McRee is a dairy producer milking close to 2000 cows at his farm west of the small San Joaquin Valley town of Chowchilla who also double crops his own dairy forage as well as tomatoes and alfalfa crops on about 850 acres. His pioneering quest to improve the performance of his silage production systems began back in 2007 with tenacity and creativity. Following a great deal of study and experimentation, he developed a very successful strip-tillage system for his silage corps that was spurred initially by his interest in saving passes through his fields to use less fuel and labor. But, after his pioneering efforts with strip-till, which were some of the very earliest in the entire San Joaquin Valley, he soon found that the practice held other important benefits for his farm as well. He noticed an increase in the water-holding capacity of his soil since working with strip-tillage, as well as increased consistency in the soil’s ability to absorb water, mellower soil overall, and more consistent crop stands and yields overall. Improved soil tilth, increased soil organic matte, and earthworms — are all things that now give him consistent yields year to year without extreme highs or lows.

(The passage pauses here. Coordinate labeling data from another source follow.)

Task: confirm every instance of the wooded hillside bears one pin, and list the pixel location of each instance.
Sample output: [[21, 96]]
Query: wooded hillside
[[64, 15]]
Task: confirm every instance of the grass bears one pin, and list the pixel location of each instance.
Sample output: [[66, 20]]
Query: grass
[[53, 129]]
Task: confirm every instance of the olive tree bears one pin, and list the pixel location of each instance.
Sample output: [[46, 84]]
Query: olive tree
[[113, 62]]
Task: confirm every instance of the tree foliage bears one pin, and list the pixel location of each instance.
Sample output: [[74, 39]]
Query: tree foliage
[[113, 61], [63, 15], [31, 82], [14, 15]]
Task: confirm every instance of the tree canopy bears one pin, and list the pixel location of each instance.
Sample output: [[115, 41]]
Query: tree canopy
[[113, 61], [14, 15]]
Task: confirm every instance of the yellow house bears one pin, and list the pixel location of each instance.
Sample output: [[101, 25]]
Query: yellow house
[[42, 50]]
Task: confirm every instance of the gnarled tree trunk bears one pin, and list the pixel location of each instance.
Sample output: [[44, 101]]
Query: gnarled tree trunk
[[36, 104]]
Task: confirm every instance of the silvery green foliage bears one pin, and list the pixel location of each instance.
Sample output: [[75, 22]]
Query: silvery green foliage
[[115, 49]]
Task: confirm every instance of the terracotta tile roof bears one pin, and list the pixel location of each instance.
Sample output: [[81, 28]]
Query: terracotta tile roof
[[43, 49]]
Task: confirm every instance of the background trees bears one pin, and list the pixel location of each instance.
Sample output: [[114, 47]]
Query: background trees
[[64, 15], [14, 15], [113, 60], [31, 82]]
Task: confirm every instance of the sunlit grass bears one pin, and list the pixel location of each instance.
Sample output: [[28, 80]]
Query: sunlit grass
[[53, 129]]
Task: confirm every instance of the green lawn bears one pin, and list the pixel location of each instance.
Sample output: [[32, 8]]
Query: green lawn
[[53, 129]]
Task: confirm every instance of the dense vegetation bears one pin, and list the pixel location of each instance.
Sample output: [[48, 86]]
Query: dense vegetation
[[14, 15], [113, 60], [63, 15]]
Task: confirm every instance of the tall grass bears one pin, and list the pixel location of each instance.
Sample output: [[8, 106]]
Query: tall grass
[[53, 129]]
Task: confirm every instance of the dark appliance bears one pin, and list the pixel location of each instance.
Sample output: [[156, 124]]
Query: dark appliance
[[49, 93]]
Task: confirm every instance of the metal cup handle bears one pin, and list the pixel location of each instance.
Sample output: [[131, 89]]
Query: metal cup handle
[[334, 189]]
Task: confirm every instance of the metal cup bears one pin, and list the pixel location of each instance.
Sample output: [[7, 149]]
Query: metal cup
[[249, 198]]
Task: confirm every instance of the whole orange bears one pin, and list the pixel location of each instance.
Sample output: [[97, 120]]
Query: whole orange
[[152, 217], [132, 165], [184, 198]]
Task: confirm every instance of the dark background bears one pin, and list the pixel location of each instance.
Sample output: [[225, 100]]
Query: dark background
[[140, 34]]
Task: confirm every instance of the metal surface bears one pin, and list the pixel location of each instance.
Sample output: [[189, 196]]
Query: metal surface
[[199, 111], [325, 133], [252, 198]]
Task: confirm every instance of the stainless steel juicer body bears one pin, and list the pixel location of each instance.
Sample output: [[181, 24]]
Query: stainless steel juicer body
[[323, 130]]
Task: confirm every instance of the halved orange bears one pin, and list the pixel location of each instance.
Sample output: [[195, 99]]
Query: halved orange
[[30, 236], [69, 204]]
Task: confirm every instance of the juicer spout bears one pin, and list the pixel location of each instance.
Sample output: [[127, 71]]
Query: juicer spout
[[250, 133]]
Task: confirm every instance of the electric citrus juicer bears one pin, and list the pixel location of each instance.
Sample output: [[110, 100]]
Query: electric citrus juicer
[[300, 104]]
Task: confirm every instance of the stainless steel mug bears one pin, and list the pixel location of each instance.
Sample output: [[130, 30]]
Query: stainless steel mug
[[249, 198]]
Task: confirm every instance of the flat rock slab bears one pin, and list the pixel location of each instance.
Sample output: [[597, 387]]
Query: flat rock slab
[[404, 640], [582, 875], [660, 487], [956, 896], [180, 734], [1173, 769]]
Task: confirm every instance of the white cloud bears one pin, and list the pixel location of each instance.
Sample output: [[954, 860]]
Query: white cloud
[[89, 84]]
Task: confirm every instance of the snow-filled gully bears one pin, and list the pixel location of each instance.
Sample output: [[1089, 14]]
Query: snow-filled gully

Early on, he was very keen in seeking out information and experience from several other conservation tillage pioneers both here in the SJV, as well as during his trips back to the Midwest to learn about management alternatives. When he started out with conservation tillage in 2007, he then soon began using his own equipment to do custom work for local neighbors, who have themselves also now adopted conservation tillage systems for their own farms. He readily admits that he faced challenges early on. He tried no-till wheat, but was limited in this effort by hard, compacted soils. He began using an Orthman 1tRipR, but found that he needed to go deeper with subsoiling to increase water infiltration.
Having the right equipment is a key to the whole endeavor, he points out. He has worked with local NRCS partners and the EQIP program, which assists growers with implementation of practices to improve our soil, water and air resources. He now does fall primary tillage using a Wilcox 7-shank subsoil ripper with a crumbler. Vertical tillage has replaced disc plowing to achieve a smooth seedbed without turning the soil over. Preparation for corn silage planting begins after winter forage is harvested. He explains that he rips down 13-14 inches and uses coulters to prepare the seedbed. After pre-irrigation, he uses the Dawn Pluribus strip till row unit, a tool that preps an eight-inch band of soil for planting. Using GPS, he can run his tractor 6-7 mph for this pass. “With three passes I can do everything,” he says.
Mike McRee has been extremely willing to share his experiences with others and has graciously hosted numerous public field days at his dairy farm over the years.